Playing around with Edmonton's Open Data Portal

Posted in civics on Sunday, June 05 2016

Recently I sat down and made some maps of Edmonton with overlays for various and sundry bits of the census. This got me interested in looking into the API for the open data portal and seeing what I could do with that.

One possibility that jumped out at me was to map out the property values dataset in a way that is easier for individuals to engage with. The whole dataset is quite large, it clocks in around 35Mb for the CSV, and just plunking all of that on a map would be both a heinous waste of the users bandwidth and not very informative. I figured the easiest thing would be to filter down and just show the properties around a given point of interest.

This lets users zoom in on an area of the city and examine what the city assesses the properties at. Potentially useful if you are in the market for a house. I figure I can throw this together in Angular2 using leaflet to serve the map, making simple http requests to populate the map with data.

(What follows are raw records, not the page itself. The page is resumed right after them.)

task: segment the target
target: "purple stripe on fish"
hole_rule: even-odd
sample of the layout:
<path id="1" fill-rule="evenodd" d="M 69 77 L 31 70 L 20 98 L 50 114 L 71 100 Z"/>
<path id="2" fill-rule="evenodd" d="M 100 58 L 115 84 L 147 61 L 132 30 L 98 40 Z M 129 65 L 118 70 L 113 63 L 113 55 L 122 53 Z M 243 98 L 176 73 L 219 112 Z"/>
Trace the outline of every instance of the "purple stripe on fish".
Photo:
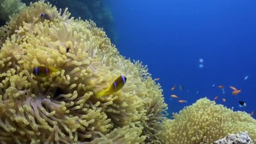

This sounds great but my one problem has spawned two sub-problems:

  1. How do I get a set of coordinates for an address, supplied by the user with all the vagueries and inconsistencies that come with that?
  2. How do I filter the dataset down, on the server end, so I am not loading such a large request to the client?

Problem one has largely been solved by google, and they have made their API available for this purpose. I can simply supply the user with a text box and have google try and figure out the corresponding location based on their mad scribblings.

This is already implemented by Haoliang Yu in his angular2-leaflet-starter project which I just forked and modified. The original service simply passed the user's input to google without any additional parameters, however I want this to be preferential to addresses within Edmonton so I need to add some bounds. I got these by just eyeballing where I think the bounds of Edmonton are more-or-less.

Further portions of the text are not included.